The company’s executive director and president, Luke Chang, said: “This move aims to build a platform for promoting China-chic brands globally. We remain committed to providing high-quality travel retail experiences to both domestic and international tourists.” He added that CTG would actively help to implement the Greater Bay Area strategy of mainland integration, a plan personally driven by PRC President Xi Jinping.

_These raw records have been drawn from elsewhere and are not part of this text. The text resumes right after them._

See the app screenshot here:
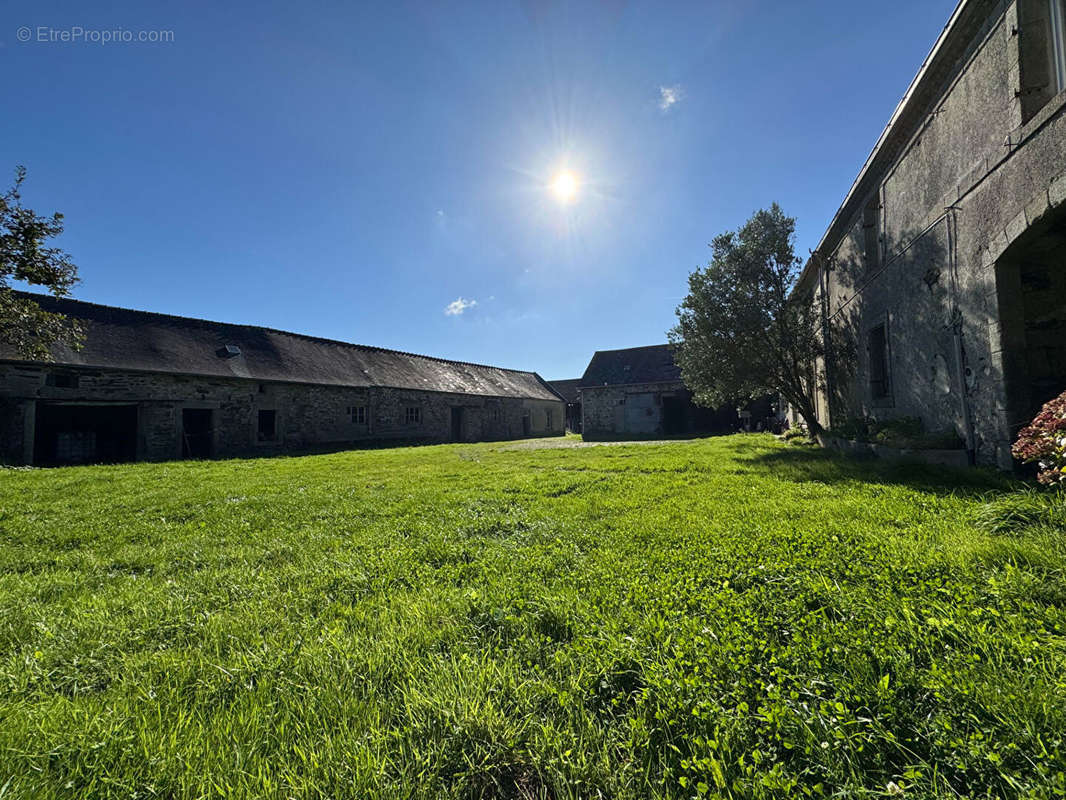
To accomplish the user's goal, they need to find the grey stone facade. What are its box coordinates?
[800,0,1066,467]
[0,363,564,464]
[578,345,740,439]
[0,294,565,464]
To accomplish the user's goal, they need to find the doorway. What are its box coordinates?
[33,402,136,466]
[663,395,689,436]
[181,409,214,459]
[452,406,463,442]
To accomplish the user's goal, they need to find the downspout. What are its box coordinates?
[947,206,978,466]
[814,252,835,428]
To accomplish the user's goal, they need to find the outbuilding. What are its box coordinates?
[0,294,565,465]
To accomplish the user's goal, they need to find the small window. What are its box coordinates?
[862,197,881,270]
[1015,0,1066,124]
[45,372,78,389]
[1048,0,1066,92]
[867,324,889,400]
[259,409,277,442]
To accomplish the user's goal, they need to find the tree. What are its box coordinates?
[669,203,826,436]
[0,166,81,361]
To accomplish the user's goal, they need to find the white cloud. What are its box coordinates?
[445,298,478,317]
[659,83,684,114]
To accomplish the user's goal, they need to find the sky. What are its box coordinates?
[0,0,955,380]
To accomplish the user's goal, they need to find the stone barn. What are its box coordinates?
[579,345,740,439]
[0,294,565,465]
[797,0,1066,467]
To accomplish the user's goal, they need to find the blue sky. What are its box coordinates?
[0,0,955,379]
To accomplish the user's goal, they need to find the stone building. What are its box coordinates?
[798,0,1066,467]
[548,378,581,433]
[0,295,565,464]
[579,345,740,439]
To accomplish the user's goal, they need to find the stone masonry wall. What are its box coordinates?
[0,363,565,463]
[822,2,1066,466]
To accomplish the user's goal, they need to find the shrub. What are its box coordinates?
[1011,391,1066,486]
[829,417,966,450]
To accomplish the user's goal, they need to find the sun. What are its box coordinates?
[551,170,580,205]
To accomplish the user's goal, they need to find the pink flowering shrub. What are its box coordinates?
[1011,391,1066,486]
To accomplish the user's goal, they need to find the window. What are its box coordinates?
[45,372,78,389]
[1016,0,1066,123]
[862,196,881,270]
[258,409,277,442]
[867,323,889,400]
[1049,0,1066,93]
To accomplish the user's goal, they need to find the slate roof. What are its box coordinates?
[548,378,581,403]
[0,292,561,400]
[580,345,681,386]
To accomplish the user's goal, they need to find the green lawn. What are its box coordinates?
[0,435,1066,800]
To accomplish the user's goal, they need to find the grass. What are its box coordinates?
[0,435,1066,799]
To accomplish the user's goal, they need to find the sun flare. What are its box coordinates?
[551,170,580,205]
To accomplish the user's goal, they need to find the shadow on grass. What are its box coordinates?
[741,445,1025,496]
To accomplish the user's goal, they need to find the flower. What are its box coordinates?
[1011,391,1066,486]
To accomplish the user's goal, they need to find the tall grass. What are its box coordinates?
[0,435,1066,798]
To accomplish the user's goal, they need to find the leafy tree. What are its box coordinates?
[669,203,826,435]
[0,166,81,361]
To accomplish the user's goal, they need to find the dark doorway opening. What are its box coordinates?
[997,206,1066,436]
[181,409,214,459]
[33,403,136,466]
[256,409,277,442]
[663,397,689,436]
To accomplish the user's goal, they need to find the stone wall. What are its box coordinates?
[805,2,1066,466]
[580,381,740,439]
[0,363,565,463]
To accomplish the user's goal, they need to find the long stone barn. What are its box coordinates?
[798,0,1066,467]
[0,294,565,465]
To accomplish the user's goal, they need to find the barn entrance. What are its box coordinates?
[452,406,463,442]
[996,203,1066,435]
[181,409,214,459]
[663,395,688,436]
[33,402,136,466]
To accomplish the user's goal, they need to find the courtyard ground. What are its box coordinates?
[0,435,1066,799]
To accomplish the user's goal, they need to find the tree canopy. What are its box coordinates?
[0,166,81,361]
[669,203,825,434]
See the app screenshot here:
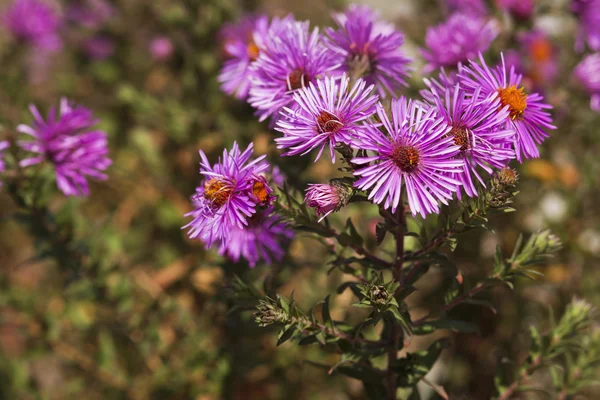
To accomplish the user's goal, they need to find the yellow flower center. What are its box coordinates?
[204,178,232,207]
[317,111,344,133]
[392,146,421,172]
[498,85,527,120]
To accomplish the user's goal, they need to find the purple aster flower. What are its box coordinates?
[66,0,116,29]
[446,0,488,17]
[0,140,10,187]
[352,97,464,217]
[219,15,293,100]
[496,0,535,20]
[571,0,600,51]
[426,85,515,198]
[219,207,294,268]
[249,21,335,121]
[459,54,556,162]
[150,36,174,61]
[275,74,378,162]
[17,99,112,196]
[326,5,410,97]
[3,0,62,51]
[574,53,600,112]
[304,178,354,222]
[183,143,271,247]
[422,14,499,73]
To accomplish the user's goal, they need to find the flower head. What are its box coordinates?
[249,21,334,121]
[219,15,292,100]
[219,207,294,268]
[573,53,600,112]
[571,0,600,51]
[275,75,378,162]
[3,0,62,51]
[0,140,10,186]
[459,54,556,161]
[304,178,354,222]
[422,13,499,72]
[426,85,515,197]
[352,97,464,216]
[183,143,271,247]
[326,5,410,96]
[17,99,112,196]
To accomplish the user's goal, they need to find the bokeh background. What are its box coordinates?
[0,0,600,400]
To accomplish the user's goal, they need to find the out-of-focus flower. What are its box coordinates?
[304,178,354,222]
[326,5,410,97]
[426,85,515,197]
[574,53,600,112]
[219,207,294,268]
[150,36,174,61]
[0,140,10,187]
[248,21,335,121]
[66,0,116,29]
[422,13,499,73]
[352,97,464,216]
[2,0,62,52]
[446,0,488,16]
[17,99,112,196]
[219,15,293,100]
[275,74,378,162]
[183,143,271,247]
[517,30,558,88]
[496,0,535,20]
[571,0,600,51]
[83,36,116,60]
[459,54,556,162]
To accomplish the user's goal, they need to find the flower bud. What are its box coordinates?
[304,178,354,221]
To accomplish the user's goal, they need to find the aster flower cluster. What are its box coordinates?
[184,143,292,266]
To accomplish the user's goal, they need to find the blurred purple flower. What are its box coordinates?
[249,21,336,121]
[150,36,174,61]
[83,36,116,60]
[573,53,600,112]
[571,0,600,51]
[275,74,378,162]
[17,99,112,196]
[326,5,411,97]
[219,15,293,100]
[66,0,116,29]
[183,143,271,247]
[496,0,535,20]
[422,13,499,73]
[2,0,62,52]
[459,54,556,162]
[0,140,10,187]
[426,85,515,198]
[352,97,464,217]
[446,0,488,17]
[219,207,294,268]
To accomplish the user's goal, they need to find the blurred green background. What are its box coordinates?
[0,0,600,400]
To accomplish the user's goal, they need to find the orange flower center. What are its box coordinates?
[204,178,232,207]
[287,69,309,90]
[317,111,344,133]
[252,181,269,203]
[498,85,527,120]
[392,146,421,172]
[246,40,260,61]
[448,126,471,151]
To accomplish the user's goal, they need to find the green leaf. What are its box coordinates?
[414,319,480,335]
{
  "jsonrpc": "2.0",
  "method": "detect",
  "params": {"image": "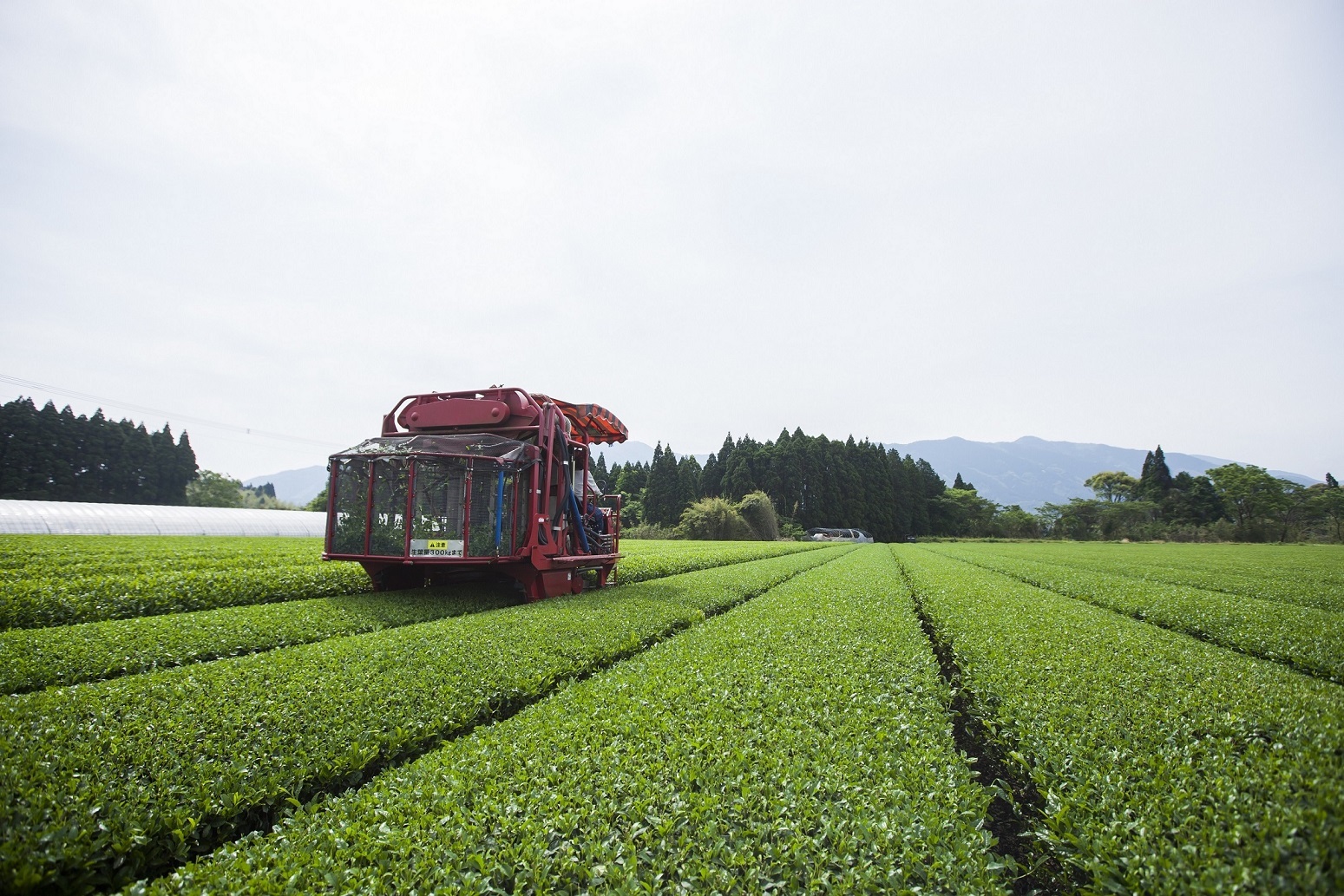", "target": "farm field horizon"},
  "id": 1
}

[0,536,1344,893]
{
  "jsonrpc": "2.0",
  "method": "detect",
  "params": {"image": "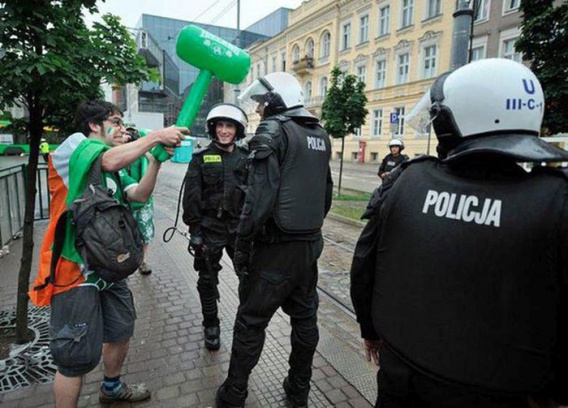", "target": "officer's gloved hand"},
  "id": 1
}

[187,230,203,253]
[233,239,252,280]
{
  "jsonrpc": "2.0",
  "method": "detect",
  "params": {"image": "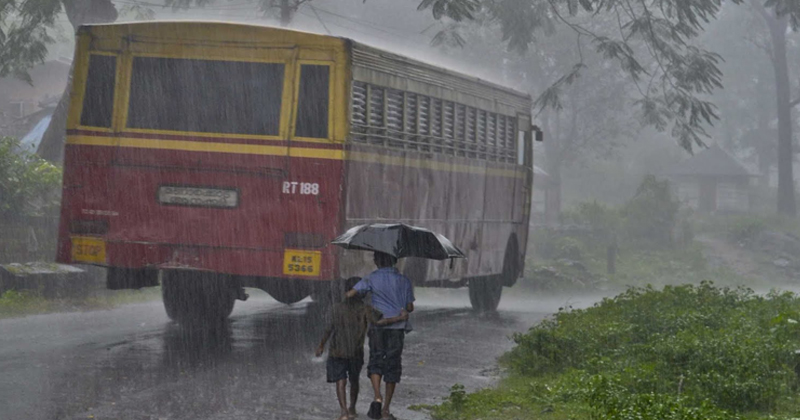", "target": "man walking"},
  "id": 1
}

[347,252,414,420]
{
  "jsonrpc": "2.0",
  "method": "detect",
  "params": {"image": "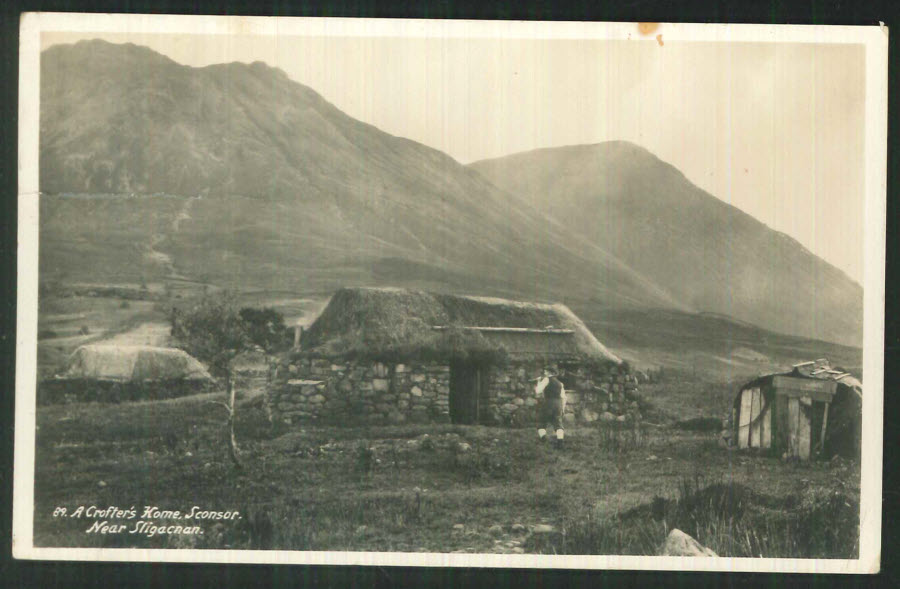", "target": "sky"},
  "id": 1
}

[42,33,865,284]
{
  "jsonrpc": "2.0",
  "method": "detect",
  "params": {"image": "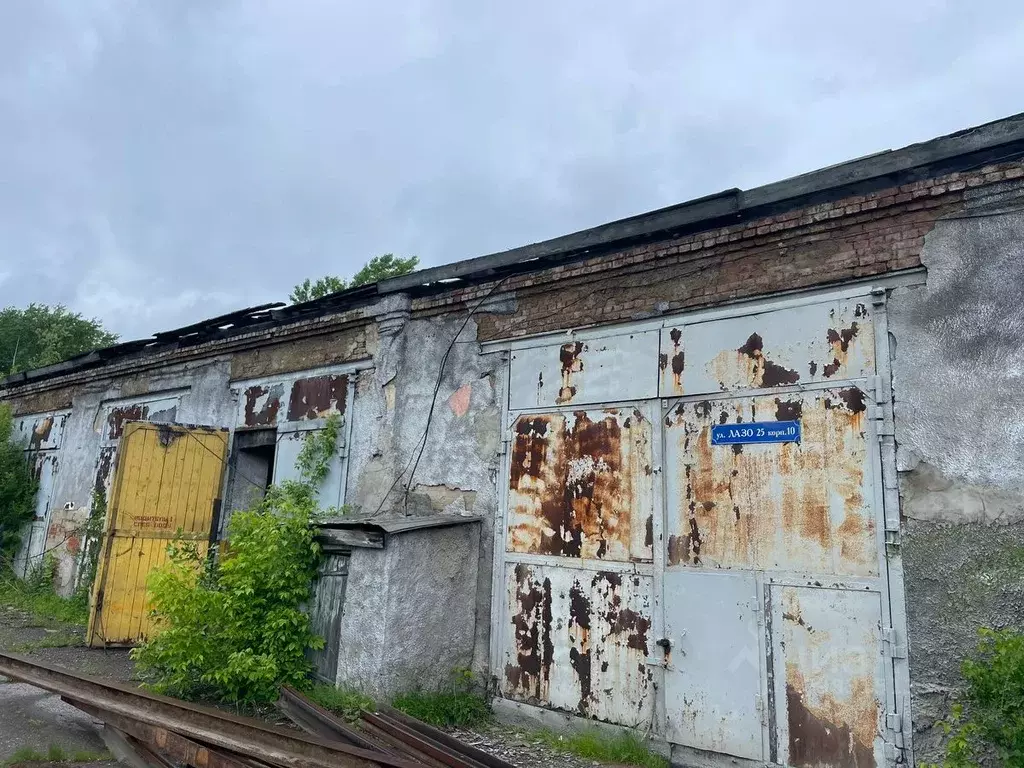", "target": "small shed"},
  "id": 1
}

[310,514,483,698]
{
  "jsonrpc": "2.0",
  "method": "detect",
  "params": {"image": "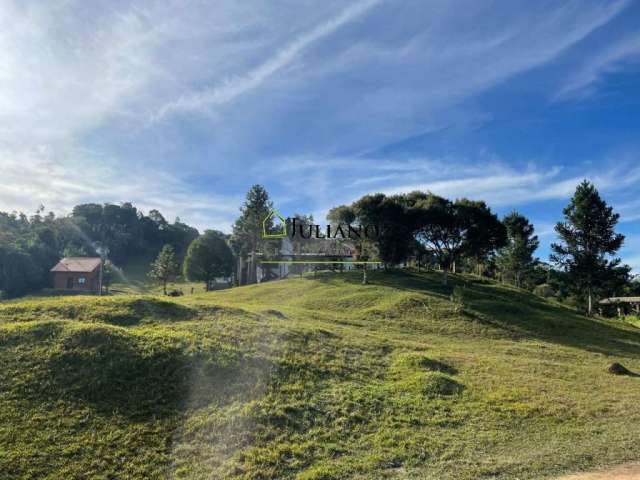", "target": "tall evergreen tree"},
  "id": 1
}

[183,230,233,290]
[231,185,279,283]
[551,180,626,315]
[149,245,178,295]
[496,211,540,287]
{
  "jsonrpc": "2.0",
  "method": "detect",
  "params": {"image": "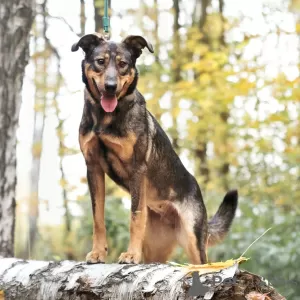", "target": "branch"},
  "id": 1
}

[47,13,81,37]
[0,258,285,300]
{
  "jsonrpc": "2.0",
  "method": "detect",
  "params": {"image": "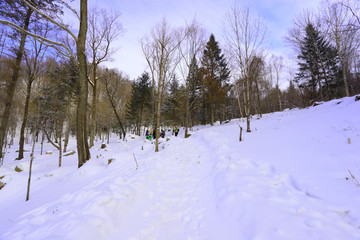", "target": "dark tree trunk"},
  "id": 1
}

[17,79,33,160]
[0,8,33,157]
[76,0,90,167]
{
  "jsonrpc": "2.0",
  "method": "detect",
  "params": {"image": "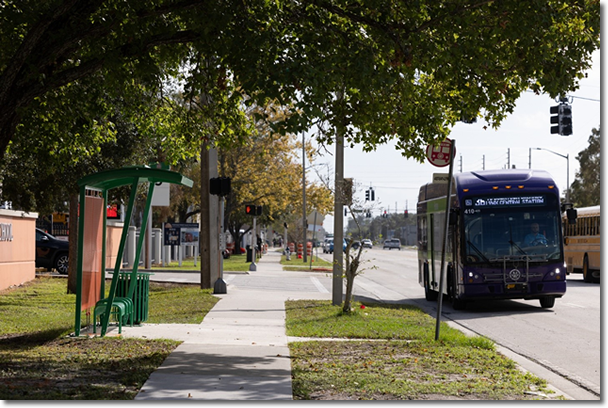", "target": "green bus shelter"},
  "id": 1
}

[75,166,192,336]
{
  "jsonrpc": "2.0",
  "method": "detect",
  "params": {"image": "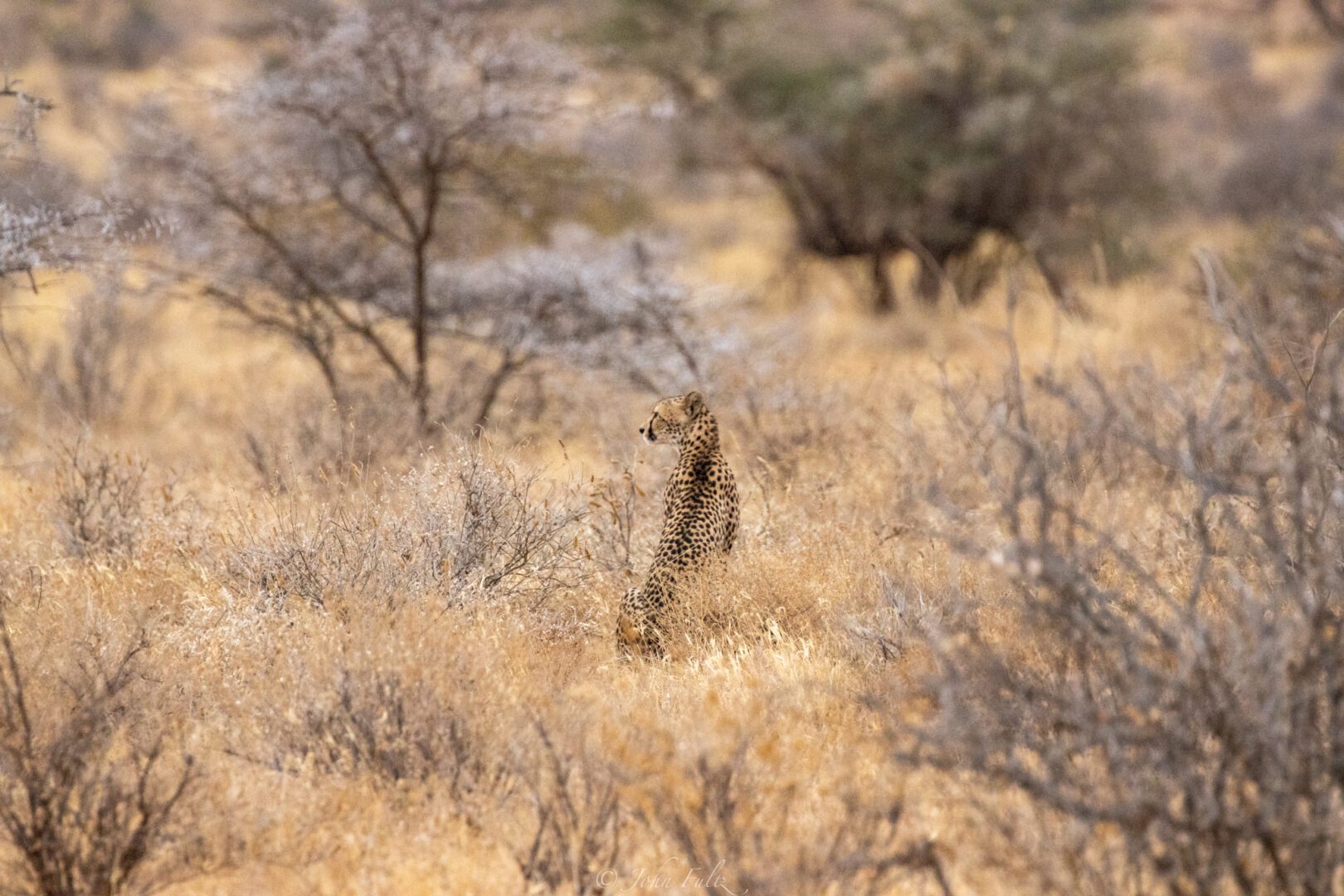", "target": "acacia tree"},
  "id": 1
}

[600,0,1153,312]
[133,0,699,427]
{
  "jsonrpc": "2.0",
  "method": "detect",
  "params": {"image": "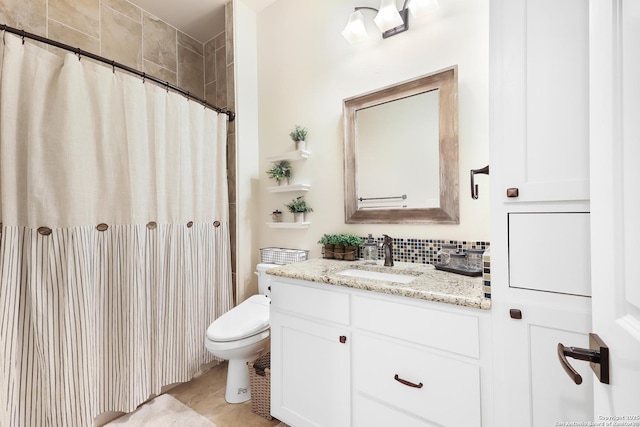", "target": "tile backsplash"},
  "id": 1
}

[358,236,491,298]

LVMH veteran, Ed Brennan, who was brought in in November 2024 as chairman and CEO of DFS to rationalize the business, commented: “DFS’s well-established presence and operational excellence in Hong Kong and Macau is an achievement we take great pride in. The experience will be enhanced by the new skills and perspectives that CTG Duty Free will bring.”

LVMH stays involved

The MOU that CTG Duty Free and LVMH have entered into is for a strategic retail cooperation where the strategies of both parties can be aligned “with the current business model of the LVMH maisons.” They span fashion, drinks, hard luxury, and beauty, covering labels such as Christian Dior, Loewe, Louis Vuitton, Glenmorangie, Hennessy, Bulgari, TAG Heuer, and Tiffany.

This cooperation is designed to leverage the respective strengths of both parties to drive product sales, establish boutiques, and enhance brand promotion. For LVMH, maintaining influence in China’s duty‑free ecosystem—without the operational burden of DFS—may prove a more efficient route to brand success and give it an edge over its competitors.